Shop around and think about the terms of the loan. If you take on the loan for a long period then in most cases your monthly repayments will be small, but you will ultimately end up paying more as the debt won't shrink rapidly. If you take on a short term loan then you'll probably pay a high monthly rate of repayment but will clear the debt quickly. You need to find a happy medium for yourself.

One of the most important hidden charges with any loan is the early redemption penalty. It sounds scary but put simply it means you'll get hit with a fee if you decide to pay off the loan early, or move your borrowing to a different product or provider. If you can find a provider that won't charge then great, but the majority will so you'll need to be flexible.

Take stock of your own finances and try and work out why you can't afford them. Are you spending extravagantly elsewhere? Could you budget better? If you're really struggling the best thing to do is tell your creditors. Burying your head in the sand is likely to make matters worse.

The sooner you explain your situation to your lender, the sooner both parties can arrange the best way of getting things back on track.
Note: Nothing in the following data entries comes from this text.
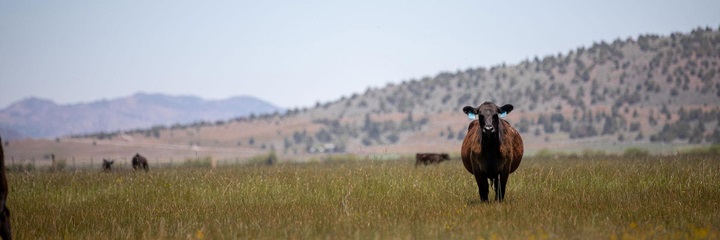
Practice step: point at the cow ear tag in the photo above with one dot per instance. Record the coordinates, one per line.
(471, 116)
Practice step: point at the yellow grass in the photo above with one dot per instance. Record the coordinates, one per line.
(601, 198)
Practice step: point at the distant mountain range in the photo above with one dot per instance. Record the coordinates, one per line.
(41, 118)
(655, 92)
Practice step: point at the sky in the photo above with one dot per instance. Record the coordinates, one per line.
(296, 53)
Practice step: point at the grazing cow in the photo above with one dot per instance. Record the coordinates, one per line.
(430, 158)
(139, 162)
(492, 149)
(5, 232)
(107, 165)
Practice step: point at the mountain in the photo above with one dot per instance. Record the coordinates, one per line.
(40, 118)
(661, 93)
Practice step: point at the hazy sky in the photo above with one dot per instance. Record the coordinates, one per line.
(296, 53)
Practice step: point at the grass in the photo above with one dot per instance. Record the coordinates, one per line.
(603, 197)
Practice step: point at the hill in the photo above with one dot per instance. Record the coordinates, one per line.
(655, 92)
(40, 118)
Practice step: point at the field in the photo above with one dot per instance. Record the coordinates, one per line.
(566, 198)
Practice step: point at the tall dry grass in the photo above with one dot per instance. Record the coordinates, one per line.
(649, 197)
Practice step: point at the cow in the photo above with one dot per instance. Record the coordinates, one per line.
(492, 149)
(5, 232)
(140, 162)
(430, 158)
(107, 165)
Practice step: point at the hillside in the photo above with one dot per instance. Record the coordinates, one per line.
(656, 92)
(40, 118)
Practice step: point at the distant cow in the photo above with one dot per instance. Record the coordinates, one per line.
(139, 162)
(5, 232)
(430, 158)
(492, 149)
(107, 165)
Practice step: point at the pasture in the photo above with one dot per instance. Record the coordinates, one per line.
(566, 198)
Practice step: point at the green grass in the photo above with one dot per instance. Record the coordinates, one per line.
(604, 197)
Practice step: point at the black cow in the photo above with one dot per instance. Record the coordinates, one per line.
(430, 158)
(492, 149)
(107, 165)
(140, 162)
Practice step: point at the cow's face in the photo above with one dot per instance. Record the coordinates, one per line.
(488, 116)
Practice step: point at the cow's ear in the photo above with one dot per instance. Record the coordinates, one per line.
(468, 109)
(507, 108)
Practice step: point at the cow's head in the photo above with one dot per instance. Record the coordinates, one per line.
(488, 115)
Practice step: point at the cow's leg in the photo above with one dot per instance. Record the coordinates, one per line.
(5, 232)
(500, 186)
(481, 180)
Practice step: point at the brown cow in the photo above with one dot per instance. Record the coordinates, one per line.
(430, 158)
(492, 149)
(5, 232)
(140, 162)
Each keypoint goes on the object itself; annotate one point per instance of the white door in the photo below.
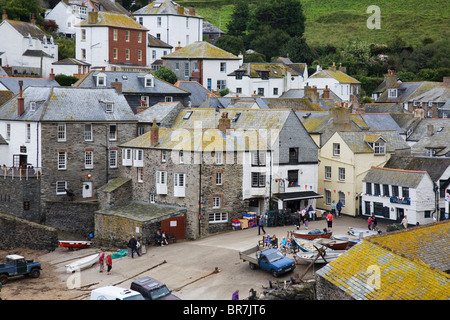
(87, 189)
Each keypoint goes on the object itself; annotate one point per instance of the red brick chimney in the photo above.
(154, 134)
(20, 100)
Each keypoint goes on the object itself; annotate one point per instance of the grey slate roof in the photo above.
(69, 104)
(12, 83)
(397, 177)
(132, 82)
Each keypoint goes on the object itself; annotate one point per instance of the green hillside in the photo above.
(336, 21)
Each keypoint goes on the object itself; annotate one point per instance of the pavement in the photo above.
(204, 269)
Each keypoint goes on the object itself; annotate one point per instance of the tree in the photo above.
(232, 44)
(166, 74)
(237, 26)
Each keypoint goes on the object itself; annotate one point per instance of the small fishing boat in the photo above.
(72, 244)
(335, 244)
(311, 234)
(82, 263)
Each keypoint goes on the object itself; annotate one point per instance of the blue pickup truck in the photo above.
(17, 265)
(272, 260)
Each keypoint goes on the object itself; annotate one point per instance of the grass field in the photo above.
(336, 21)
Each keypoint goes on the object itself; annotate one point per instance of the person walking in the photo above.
(261, 225)
(339, 207)
(108, 263)
(329, 220)
(132, 244)
(101, 262)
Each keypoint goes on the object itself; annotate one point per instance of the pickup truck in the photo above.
(272, 260)
(17, 265)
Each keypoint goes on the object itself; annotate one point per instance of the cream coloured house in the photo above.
(346, 158)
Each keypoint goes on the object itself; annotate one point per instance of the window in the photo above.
(61, 187)
(341, 174)
(258, 180)
(62, 160)
(328, 196)
(216, 202)
(380, 147)
(112, 132)
(88, 132)
(218, 178)
(161, 182)
(328, 173)
(179, 185)
(140, 175)
(293, 178)
(113, 158)
(127, 159)
(88, 160)
(61, 132)
(217, 217)
(336, 149)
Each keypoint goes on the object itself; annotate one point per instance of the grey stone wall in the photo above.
(19, 233)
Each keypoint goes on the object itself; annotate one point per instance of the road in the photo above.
(187, 267)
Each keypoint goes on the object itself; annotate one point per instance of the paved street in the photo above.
(187, 267)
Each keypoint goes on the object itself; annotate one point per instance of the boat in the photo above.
(335, 244)
(71, 244)
(308, 257)
(82, 263)
(311, 234)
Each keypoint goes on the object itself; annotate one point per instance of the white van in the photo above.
(115, 293)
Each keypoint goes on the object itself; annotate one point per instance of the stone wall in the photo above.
(19, 233)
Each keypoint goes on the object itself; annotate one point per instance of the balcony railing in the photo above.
(20, 173)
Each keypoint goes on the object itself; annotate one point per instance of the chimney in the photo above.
(117, 85)
(224, 122)
(92, 17)
(154, 134)
(20, 100)
(326, 93)
(52, 75)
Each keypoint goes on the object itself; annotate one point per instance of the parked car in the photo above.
(17, 265)
(115, 293)
(272, 260)
(152, 289)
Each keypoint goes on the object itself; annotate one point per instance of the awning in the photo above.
(301, 195)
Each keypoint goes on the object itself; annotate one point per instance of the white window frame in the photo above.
(61, 132)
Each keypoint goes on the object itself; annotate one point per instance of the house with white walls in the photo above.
(111, 41)
(204, 63)
(170, 22)
(26, 48)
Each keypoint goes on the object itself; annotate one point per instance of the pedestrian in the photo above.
(329, 220)
(101, 261)
(333, 208)
(132, 244)
(261, 225)
(339, 207)
(108, 263)
(405, 222)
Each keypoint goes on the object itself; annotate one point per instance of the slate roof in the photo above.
(132, 82)
(113, 19)
(412, 265)
(165, 7)
(201, 50)
(69, 104)
(397, 177)
(12, 83)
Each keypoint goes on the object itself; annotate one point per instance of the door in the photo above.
(87, 189)
(175, 226)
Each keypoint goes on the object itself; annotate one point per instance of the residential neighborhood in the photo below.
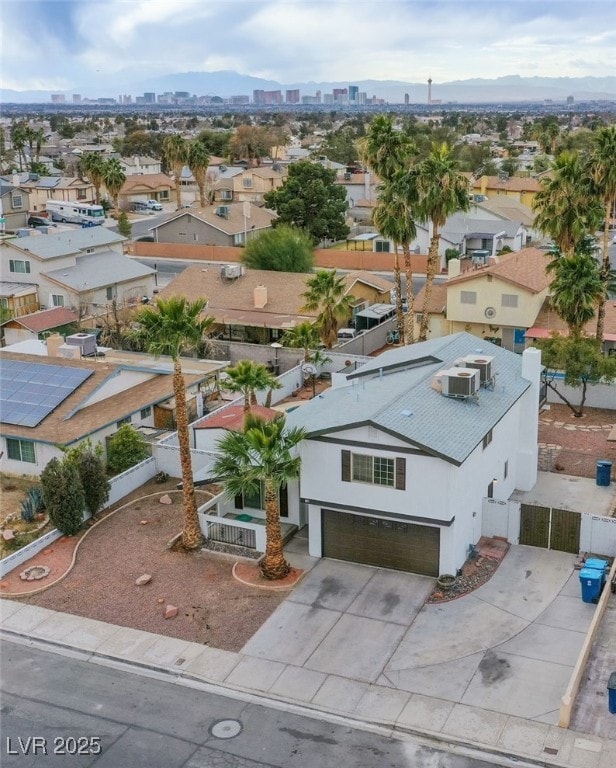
(364, 472)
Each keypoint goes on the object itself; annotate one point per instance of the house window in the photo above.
(487, 439)
(375, 470)
(22, 267)
(20, 450)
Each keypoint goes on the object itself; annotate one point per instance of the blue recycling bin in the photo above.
(604, 472)
(611, 693)
(592, 583)
(598, 564)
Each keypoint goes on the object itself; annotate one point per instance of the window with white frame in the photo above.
(19, 266)
(20, 450)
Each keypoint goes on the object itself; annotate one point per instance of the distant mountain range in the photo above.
(511, 88)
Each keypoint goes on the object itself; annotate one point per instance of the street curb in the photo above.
(279, 702)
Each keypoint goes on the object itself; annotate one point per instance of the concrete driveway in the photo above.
(508, 647)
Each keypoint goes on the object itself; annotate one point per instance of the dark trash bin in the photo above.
(611, 693)
(604, 472)
(592, 582)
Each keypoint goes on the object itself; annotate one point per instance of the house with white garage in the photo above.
(402, 451)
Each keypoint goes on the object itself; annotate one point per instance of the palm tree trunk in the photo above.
(273, 565)
(430, 275)
(605, 273)
(409, 335)
(191, 535)
(398, 284)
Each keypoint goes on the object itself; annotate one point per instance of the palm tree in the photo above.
(327, 294)
(261, 454)
(113, 178)
(175, 150)
(248, 377)
(303, 336)
(393, 216)
(442, 190)
(603, 173)
(172, 327)
(198, 162)
(565, 208)
(576, 288)
(92, 166)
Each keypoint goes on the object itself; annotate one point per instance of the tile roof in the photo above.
(525, 268)
(403, 402)
(60, 427)
(46, 319)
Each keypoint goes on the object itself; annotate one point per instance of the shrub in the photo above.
(126, 448)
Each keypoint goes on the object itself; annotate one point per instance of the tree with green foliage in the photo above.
(263, 454)
(173, 327)
(442, 190)
(125, 228)
(126, 448)
(63, 496)
(582, 363)
(247, 378)
(310, 199)
(281, 249)
(327, 294)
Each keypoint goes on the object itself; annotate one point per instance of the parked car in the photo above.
(40, 221)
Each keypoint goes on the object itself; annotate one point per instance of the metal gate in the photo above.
(550, 528)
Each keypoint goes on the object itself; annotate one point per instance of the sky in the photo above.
(61, 45)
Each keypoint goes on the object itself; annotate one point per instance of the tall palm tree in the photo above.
(175, 149)
(248, 377)
(92, 166)
(113, 178)
(565, 208)
(442, 190)
(172, 327)
(603, 173)
(393, 216)
(303, 336)
(576, 288)
(389, 153)
(328, 295)
(261, 454)
(198, 162)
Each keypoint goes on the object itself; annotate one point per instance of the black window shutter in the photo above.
(346, 466)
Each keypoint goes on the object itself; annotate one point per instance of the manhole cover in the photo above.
(226, 729)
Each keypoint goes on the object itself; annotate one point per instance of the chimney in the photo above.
(453, 268)
(53, 343)
(260, 294)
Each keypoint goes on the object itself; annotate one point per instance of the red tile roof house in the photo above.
(240, 520)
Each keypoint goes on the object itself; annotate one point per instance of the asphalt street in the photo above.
(62, 711)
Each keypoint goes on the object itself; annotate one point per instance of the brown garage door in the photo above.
(384, 543)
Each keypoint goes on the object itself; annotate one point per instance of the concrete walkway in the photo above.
(356, 614)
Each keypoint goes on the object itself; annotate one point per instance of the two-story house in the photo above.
(401, 453)
(83, 268)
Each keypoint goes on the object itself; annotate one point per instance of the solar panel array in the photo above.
(30, 391)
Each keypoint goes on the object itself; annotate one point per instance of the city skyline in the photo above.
(107, 46)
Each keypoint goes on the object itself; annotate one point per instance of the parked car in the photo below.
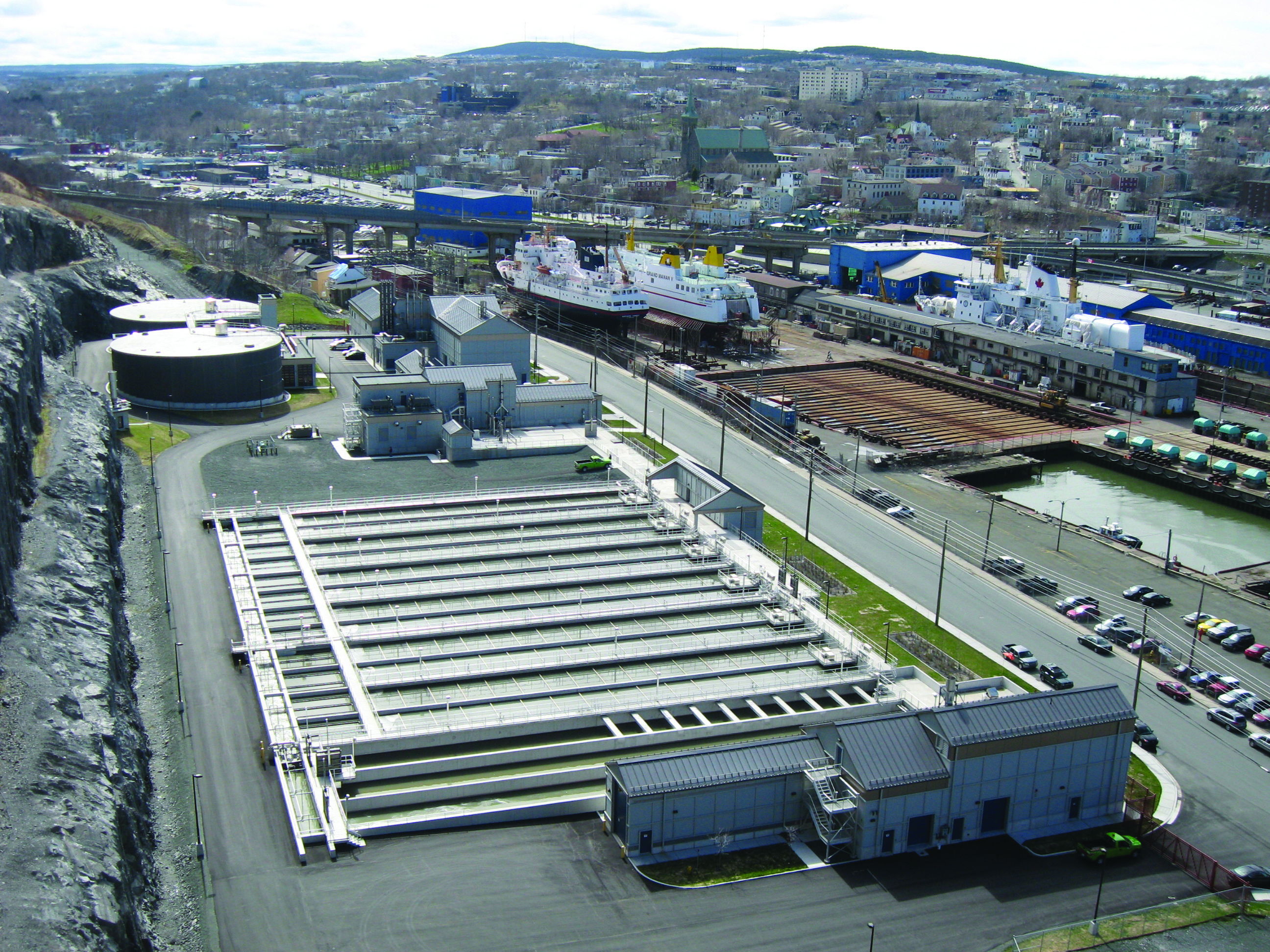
(1254, 875)
(1116, 621)
(1109, 846)
(1178, 692)
(1037, 586)
(1145, 738)
(1232, 697)
(1020, 657)
(1239, 642)
(1054, 676)
(1095, 643)
(1196, 619)
(1071, 602)
(1231, 720)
If you're still struggling, consult the Citizens Advice Bureau or debt charity Credit Action.

Payment Protection Insurance

There's a good argument for taking out insurance. It certainly gives you peace of mind in case you face unemployment, accident, sickness or death. However, Payment Protection Insurance (PPI) can be extremely expensive so it's a good idea to shop around some independent brokers rather than just accepting what your lender is offering.

Cancelling a credit agreement

Most credit agreements can be cancelled provided you act quickly. There will normally be a cooling off period of a couple of weeks in which you will have the opportunity to think about the conditions of the loan. You lose this right if you sign the documents on the dealer's premises, however.

The agreement can be legally terminated at any time, if you are not the owner of the van until the last payment is made (as is the case with Conditional Sale and Hire Purchase agreements). Provided you have paid half the credit price of the van, you can simply hand it back.

However, you will lose all the payments you have made, and will be liable for further charges if the van is in a poor condition. If you haven't paid half of the credit price of the van, you will lose the van and still be liable for any outstanding payments, which is the worst case scenario of a credit agreement.

Unable to make repayments

If you do get into any difficulty, honesty is always the best policy. It will be much better for everyone if you face the problem head-on, because by ignoring it, you could be put yourself and your family in serious trouble.

If you take an unsecured loan, bear in mind it does not stop lenders from going to court and making you pay one way or another which could lead to a black mark against your name, such as CCJs. Check the small print of your loan and check what could happen if you miss a payment.

When you apply for a loan, the lender will build a credit score around your application to decide if you are a reliable borrower. They will examine your current and past credit commitments and how well you have met them before deciding whether to give you the money

From this credit score they will derive a number which represents an acceptable risk for them to take on. If your score meets or exceeds this number then you should get the money.

Don't go out straight away and apply for other loans, as this will show on your credit report and will make you look desperate to other lenders. Instead, take the time to find out why your loan application was unsuccessful; it could be that your credit report contains errors which you are entitled to amend. Alternatively wait until you are promoted or take a better job before re-applying.

Run a free credit check report and check the information is accurate and if you spot mistakes report them to the agency. Maintaining the accuracy of your report can be particularly important if you have had serious financial difficulties in the past such as voluntary agreements or a bankruptcy. As soon as you meet the terms of these agreements ensure you send the documents to all the relevant people including the credit agency.